Michel Dufranne : "La vraie vie des Femen"

, par Estelle

Grâce à de nombreuses rencontres avec Inna Schevchenko et des membres du groupe Femen, le scénariste Michel Dufranne a réussi à dévoiler l’envers de cette organisation féministe. Via ce passionnant "Journal d’une Femen", il raconte l’histoire d’une jeune Française qui s’engage dans la lutte.

Quel a été le déclic qui vous a plongé dans cette aventure ?
Michel Dufranne. C’est parti d’une interpellation d’amis ukrainiens qui s’étonnaient à la vue des premières manifestations topless du mouvement Femen en Ukraine. Comme je travaillais avec eux sur un projet politico-historique (avorté depuis), j’ai d’abord "étudié" le sujet distraitement, mais plus je lisais ou regardais des vidéos, plus je me disais qu’il y avait dans ces activistes de beaux personnages de fiction. Une fois qu’Inna Schevchenko a pris la fuite pour Paris, mon épouse m’a motivé à la rencontrer ce qui fut fait assez rapidement. Lors d’une de ces rencontres, alors que je n’avais pas d’idées très claires sur le sujet à aborder, j’ai vu Inna entourée d’une garde prétorienne de jeunes Françaises. Là, la problématique m’a sauté aux yeux. Elles étaient le sujet ; comment des jeunes femmes d’ici sont-elles prêtes à "basculer/embrasser" l’activisme féministe ?

Pour écrire cette fiction et la rendre la plus crédible possible, vous avez effectué un vrai travail de journaliste...
M.D. Pour quelqu’un de curieux comme moi, c’est passionnant de découvrir de l’intérieur une organisation que les médias ont érigée en "nébuleuse inaccessible et fantasmée". C’est assez excitant, même si un peu casse-gueule et pas toujours confortable, d’avoir les mains dans l’écriture mais les pieds dans la réalité du sujet. J’apprécie beaucoup, même si après coup je le déconseillerais à d’autres, voire je ne le referais peut-être plus, tant cela est chronophage et angoissant... et surtout peu rentable vu le marasme qu’est aujourd’hui le marché de la bande dessinée. Mais humainement, c’est une expérience très enrichissante, d’autant que pour être mené à bien, ce genre de projet nécessite une réelle synergie entre scénariste, dessinatrice et éditrice.

On est surpris de les voir s’entraîner comme des militaires avec beaucoup de discipline. Vous vous attendiez à cela ?
M.D. Elles ne s’entraînent pas comme des militaires, elles sont agressives mais non violentes et leur but n’est pas de "faire tomber l’ennemi" durant l’action. Je préfère la métaphore de l’entraînement du footballeur : pour gagner un match il faut du physique, de la tactique et des réflexes conditionnés.
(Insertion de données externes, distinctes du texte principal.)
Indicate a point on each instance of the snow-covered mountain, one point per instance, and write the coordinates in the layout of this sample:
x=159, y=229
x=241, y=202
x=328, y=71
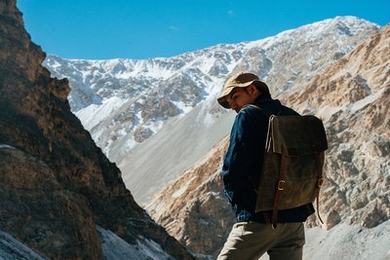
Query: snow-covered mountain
x=168, y=104
x=122, y=102
x=352, y=98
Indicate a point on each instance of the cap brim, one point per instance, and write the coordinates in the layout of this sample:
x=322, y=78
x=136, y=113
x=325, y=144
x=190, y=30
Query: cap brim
x=222, y=98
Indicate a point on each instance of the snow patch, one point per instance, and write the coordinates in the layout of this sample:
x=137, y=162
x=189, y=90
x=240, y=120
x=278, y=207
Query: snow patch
x=10, y=248
x=94, y=114
x=6, y=146
x=115, y=247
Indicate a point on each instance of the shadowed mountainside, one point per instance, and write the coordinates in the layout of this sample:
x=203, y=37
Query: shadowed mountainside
x=56, y=184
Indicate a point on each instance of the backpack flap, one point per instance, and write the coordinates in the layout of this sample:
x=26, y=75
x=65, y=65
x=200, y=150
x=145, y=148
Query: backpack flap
x=294, y=157
x=296, y=135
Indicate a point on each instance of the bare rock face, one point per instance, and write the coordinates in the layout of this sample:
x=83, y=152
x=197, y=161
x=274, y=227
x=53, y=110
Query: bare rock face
x=56, y=184
x=351, y=96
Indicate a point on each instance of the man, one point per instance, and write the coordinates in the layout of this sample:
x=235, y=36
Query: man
x=253, y=234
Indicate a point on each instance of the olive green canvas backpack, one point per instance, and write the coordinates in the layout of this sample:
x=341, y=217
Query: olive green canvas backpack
x=293, y=161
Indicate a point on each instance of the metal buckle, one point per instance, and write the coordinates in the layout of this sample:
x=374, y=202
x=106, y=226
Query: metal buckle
x=281, y=184
x=320, y=181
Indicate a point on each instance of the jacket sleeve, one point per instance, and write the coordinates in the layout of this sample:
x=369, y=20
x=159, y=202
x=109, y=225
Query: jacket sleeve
x=242, y=161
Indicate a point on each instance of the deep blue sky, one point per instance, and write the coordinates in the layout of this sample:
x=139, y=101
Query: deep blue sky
x=102, y=29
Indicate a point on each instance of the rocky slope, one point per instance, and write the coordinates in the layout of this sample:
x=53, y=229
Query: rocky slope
x=56, y=184
x=170, y=102
x=351, y=96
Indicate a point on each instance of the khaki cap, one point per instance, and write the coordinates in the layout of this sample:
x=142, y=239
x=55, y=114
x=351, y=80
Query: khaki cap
x=240, y=80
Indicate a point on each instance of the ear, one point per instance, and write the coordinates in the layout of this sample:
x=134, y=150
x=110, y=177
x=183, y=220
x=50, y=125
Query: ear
x=253, y=90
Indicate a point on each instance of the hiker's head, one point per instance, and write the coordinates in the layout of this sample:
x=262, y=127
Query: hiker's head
x=242, y=89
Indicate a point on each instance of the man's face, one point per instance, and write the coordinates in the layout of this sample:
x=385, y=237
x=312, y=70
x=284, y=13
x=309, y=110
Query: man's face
x=240, y=97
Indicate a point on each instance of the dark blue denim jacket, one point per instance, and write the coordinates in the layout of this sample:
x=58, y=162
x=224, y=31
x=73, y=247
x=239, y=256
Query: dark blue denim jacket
x=242, y=167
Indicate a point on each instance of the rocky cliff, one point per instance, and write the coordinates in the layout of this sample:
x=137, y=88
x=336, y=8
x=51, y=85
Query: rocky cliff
x=56, y=184
x=351, y=96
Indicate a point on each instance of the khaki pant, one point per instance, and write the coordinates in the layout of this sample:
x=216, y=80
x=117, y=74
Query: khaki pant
x=250, y=240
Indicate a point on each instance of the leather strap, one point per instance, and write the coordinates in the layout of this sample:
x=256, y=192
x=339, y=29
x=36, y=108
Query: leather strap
x=279, y=188
x=319, y=184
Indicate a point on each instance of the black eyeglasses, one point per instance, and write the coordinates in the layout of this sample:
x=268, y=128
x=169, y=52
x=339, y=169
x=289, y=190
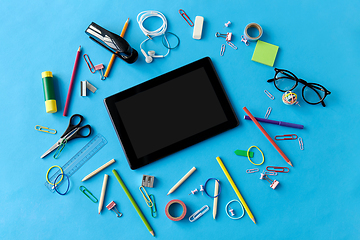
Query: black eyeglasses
x=312, y=93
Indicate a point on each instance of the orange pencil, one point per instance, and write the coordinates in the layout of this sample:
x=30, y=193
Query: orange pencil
x=114, y=56
x=267, y=136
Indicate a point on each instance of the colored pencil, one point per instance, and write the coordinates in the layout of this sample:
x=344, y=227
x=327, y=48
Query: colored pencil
x=128, y=194
x=181, y=180
x=72, y=82
x=242, y=200
x=98, y=170
x=114, y=56
x=267, y=136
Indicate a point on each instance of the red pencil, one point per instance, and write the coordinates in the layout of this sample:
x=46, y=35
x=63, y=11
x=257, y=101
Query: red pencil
x=71, y=83
x=267, y=136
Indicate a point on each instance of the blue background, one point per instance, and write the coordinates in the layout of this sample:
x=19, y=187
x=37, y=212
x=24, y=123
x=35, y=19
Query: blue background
x=317, y=199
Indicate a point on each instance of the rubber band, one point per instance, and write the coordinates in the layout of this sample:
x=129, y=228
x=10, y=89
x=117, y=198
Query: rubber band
x=205, y=187
x=67, y=187
x=47, y=175
x=259, y=151
x=226, y=209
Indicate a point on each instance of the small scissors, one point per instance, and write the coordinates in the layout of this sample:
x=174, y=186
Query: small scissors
x=72, y=132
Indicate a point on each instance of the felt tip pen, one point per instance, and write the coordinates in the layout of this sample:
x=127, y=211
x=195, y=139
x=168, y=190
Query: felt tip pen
x=285, y=124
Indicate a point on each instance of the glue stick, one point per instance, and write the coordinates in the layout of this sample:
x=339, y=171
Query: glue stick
x=49, y=92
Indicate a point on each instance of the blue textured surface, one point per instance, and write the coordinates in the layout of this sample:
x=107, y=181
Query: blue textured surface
x=318, y=199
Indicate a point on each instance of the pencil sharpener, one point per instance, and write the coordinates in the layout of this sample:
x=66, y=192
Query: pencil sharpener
x=112, y=42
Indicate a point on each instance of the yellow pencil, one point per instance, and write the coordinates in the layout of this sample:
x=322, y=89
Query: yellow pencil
x=247, y=209
x=114, y=56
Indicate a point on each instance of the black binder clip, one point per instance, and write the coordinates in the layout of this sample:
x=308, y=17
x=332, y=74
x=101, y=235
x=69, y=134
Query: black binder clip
x=112, y=42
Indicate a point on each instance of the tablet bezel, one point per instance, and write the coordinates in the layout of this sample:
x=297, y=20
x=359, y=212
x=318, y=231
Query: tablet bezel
x=133, y=160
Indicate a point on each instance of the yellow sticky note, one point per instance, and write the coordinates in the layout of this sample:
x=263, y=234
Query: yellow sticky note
x=265, y=53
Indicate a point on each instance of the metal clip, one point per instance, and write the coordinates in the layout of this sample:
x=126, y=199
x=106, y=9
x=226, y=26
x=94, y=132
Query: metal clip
x=47, y=130
x=146, y=196
x=199, y=213
x=186, y=17
x=286, y=137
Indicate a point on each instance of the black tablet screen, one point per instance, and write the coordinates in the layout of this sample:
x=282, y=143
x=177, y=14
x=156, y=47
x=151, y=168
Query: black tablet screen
x=170, y=112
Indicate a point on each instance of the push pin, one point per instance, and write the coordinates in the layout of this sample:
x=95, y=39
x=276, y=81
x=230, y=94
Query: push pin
x=193, y=192
x=227, y=36
x=112, y=206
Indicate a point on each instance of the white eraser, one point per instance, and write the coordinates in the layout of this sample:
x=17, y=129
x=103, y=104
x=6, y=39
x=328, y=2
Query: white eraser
x=199, y=21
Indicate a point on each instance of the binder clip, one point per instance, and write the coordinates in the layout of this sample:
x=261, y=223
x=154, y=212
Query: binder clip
x=112, y=42
x=112, y=206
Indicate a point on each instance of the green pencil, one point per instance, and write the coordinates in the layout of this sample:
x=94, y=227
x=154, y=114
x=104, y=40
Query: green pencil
x=133, y=202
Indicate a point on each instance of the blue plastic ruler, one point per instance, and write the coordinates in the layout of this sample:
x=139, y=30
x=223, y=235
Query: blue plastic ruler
x=78, y=160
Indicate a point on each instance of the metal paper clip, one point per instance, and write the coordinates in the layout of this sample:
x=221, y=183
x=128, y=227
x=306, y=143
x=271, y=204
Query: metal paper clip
x=232, y=45
x=112, y=206
x=277, y=169
x=91, y=196
x=301, y=144
x=252, y=170
x=199, y=213
x=89, y=63
x=244, y=40
x=286, y=137
x=222, y=50
x=153, y=208
x=268, y=112
x=146, y=196
x=47, y=130
x=227, y=36
x=186, y=17
x=269, y=94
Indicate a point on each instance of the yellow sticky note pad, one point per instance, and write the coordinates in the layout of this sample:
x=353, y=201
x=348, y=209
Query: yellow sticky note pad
x=265, y=53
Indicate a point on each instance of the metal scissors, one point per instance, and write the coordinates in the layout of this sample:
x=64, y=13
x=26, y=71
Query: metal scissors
x=72, y=132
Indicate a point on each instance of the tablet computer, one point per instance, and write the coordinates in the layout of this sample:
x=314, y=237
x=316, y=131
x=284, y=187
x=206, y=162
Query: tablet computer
x=170, y=112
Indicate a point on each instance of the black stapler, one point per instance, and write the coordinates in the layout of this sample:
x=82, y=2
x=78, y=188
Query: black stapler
x=114, y=43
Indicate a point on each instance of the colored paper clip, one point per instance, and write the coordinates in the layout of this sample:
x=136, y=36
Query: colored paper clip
x=277, y=169
x=89, y=63
x=199, y=213
x=186, y=17
x=47, y=130
x=244, y=40
x=269, y=94
x=153, y=208
x=146, y=196
x=268, y=112
x=112, y=206
x=252, y=170
x=301, y=144
x=286, y=137
x=91, y=196
x=222, y=50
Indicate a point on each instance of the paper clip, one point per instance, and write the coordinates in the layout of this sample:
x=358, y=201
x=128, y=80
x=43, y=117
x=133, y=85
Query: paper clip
x=252, y=170
x=186, y=17
x=227, y=36
x=301, y=144
x=146, y=196
x=244, y=40
x=222, y=50
x=112, y=206
x=286, y=137
x=199, y=213
x=153, y=208
x=89, y=63
x=47, y=130
x=277, y=169
x=231, y=45
x=91, y=196
x=269, y=94
x=268, y=112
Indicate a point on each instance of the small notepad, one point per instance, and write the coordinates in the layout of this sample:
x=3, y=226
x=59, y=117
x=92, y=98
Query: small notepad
x=265, y=53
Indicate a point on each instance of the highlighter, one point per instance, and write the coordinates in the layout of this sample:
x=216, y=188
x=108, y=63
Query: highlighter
x=49, y=92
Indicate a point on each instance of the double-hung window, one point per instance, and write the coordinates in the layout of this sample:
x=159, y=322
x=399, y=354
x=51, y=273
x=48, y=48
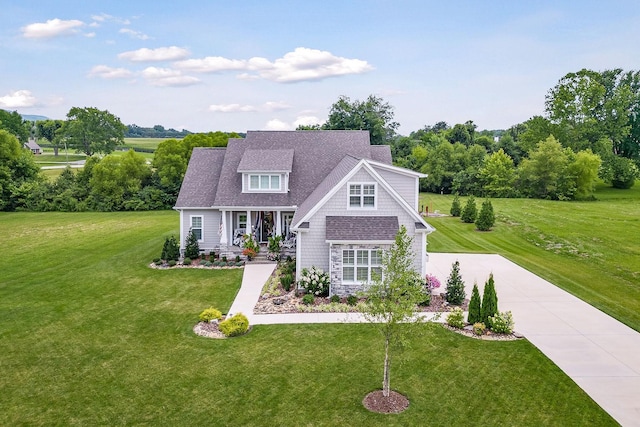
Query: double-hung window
x=361, y=265
x=196, y=227
x=362, y=196
x=264, y=182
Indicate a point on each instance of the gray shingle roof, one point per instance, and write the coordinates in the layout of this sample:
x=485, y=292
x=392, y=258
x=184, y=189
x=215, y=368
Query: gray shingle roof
x=266, y=161
x=316, y=154
x=350, y=228
x=200, y=182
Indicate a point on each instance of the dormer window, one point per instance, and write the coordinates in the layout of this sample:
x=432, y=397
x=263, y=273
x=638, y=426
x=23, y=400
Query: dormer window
x=362, y=195
x=264, y=182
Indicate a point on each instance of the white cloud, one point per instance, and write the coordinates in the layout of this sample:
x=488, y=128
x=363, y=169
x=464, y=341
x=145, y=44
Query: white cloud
x=303, y=64
x=306, y=121
x=168, y=77
x=211, y=64
x=276, y=124
x=51, y=28
x=134, y=34
x=107, y=72
x=18, y=99
x=232, y=108
x=171, y=53
x=276, y=106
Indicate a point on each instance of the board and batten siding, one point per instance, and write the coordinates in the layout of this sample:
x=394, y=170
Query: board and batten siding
x=210, y=227
x=315, y=247
x=404, y=185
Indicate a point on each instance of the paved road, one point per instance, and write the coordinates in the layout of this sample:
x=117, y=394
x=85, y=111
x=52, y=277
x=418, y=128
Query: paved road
x=599, y=353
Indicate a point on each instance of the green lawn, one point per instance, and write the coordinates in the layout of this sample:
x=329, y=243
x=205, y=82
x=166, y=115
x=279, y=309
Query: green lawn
x=92, y=336
x=591, y=249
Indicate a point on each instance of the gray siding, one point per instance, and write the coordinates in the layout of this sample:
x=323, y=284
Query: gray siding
x=210, y=227
x=403, y=184
x=315, y=247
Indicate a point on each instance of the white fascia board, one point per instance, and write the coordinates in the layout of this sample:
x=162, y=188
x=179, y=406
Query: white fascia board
x=395, y=194
x=360, y=242
x=397, y=169
x=331, y=193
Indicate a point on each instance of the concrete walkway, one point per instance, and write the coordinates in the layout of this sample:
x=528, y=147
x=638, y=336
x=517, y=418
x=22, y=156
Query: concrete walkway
x=599, y=353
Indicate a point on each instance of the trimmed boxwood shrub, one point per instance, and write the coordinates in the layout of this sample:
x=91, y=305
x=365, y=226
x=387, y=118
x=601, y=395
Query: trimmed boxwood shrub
x=235, y=325
x=210, y=314
x=474, y=306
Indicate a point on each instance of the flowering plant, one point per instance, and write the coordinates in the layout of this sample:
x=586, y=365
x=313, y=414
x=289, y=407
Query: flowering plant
x=432, y=282
x=314, y=281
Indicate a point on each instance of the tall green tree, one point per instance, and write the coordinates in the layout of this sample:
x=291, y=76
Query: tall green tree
x=374, y=114
x=392, y=299
x=498, y=174
x=90, y=131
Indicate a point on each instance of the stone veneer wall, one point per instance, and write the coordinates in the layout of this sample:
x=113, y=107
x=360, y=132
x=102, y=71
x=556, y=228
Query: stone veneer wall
x=335, y=268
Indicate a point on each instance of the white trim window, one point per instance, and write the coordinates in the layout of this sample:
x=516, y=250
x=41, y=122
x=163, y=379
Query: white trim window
x=264, y=182
x=196, y=227
x=361, y=265
x=362, y=195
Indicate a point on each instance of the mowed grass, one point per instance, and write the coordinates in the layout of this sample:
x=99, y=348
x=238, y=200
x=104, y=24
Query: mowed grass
x=151, y=143
x=591, y=249
x=92, y=336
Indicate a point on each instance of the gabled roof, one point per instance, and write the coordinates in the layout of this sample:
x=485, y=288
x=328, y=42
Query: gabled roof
x=200, y=182
x=361, y=228
x=315, y=155
x=266, y=161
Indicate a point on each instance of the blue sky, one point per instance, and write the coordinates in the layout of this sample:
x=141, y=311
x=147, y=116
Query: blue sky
x=238, y=66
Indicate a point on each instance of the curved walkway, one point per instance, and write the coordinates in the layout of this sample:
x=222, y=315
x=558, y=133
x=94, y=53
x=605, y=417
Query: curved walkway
x=599, y=353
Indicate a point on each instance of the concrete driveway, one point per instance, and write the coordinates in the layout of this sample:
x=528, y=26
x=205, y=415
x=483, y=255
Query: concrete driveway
x=599, y=353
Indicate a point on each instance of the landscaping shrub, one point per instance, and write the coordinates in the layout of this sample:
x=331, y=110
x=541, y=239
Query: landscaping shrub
x=455, y=318
x=170, y=250
x=314, y=281
x=470, y=211
x=455, y=294
x=456, y=209
x=479, y=328
x=286, y=280
x=210, y=314
x=489, y=302
x=191, y=247
x=474, y=306
x=235, y=325
x=502, y=323
x=486, y=218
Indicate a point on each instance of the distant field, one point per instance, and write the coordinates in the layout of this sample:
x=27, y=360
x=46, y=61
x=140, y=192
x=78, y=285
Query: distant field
x=591, y=249
x=151, y=143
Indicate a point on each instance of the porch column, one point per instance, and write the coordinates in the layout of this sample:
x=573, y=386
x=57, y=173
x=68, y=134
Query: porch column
x=224, y=241
x=278, y=223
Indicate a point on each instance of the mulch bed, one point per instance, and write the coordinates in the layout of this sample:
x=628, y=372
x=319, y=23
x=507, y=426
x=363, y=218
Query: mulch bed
x=393, y=404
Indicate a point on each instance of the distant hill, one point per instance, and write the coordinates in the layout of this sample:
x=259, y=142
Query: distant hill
x=33, y=117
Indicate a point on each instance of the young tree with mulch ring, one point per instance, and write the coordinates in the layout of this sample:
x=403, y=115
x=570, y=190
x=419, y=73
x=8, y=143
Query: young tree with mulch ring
x=456, y=208
x=455, y=293
x=489, y=301
x=474, y=306
x=391, y=303
x=470, y=211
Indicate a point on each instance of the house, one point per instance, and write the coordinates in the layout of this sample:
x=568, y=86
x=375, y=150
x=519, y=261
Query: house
x=33, y=146
x=334, y=196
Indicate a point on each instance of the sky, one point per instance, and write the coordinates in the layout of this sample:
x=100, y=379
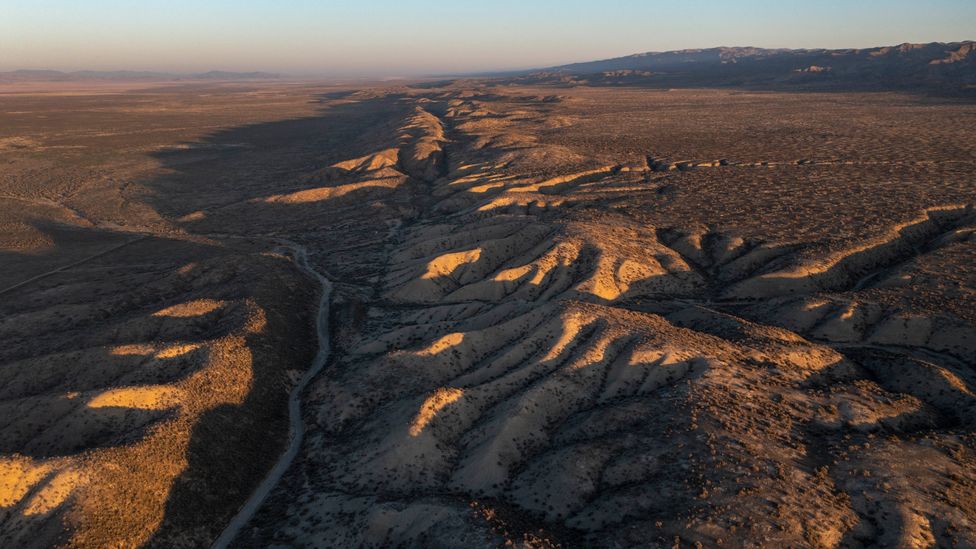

Je me doutais qu’on ne menait pas ce genre d’action sans un minimum de préparation physique et psychologique ; il faut être solide pour être topless dans la neige ou sous la pluie face à des forces de l’ordre ou des "grands" de ce monde. Par contre, je ne me doutais pas de l’intensité desdits entraînements et de la foule de détails répétés et répétés encore.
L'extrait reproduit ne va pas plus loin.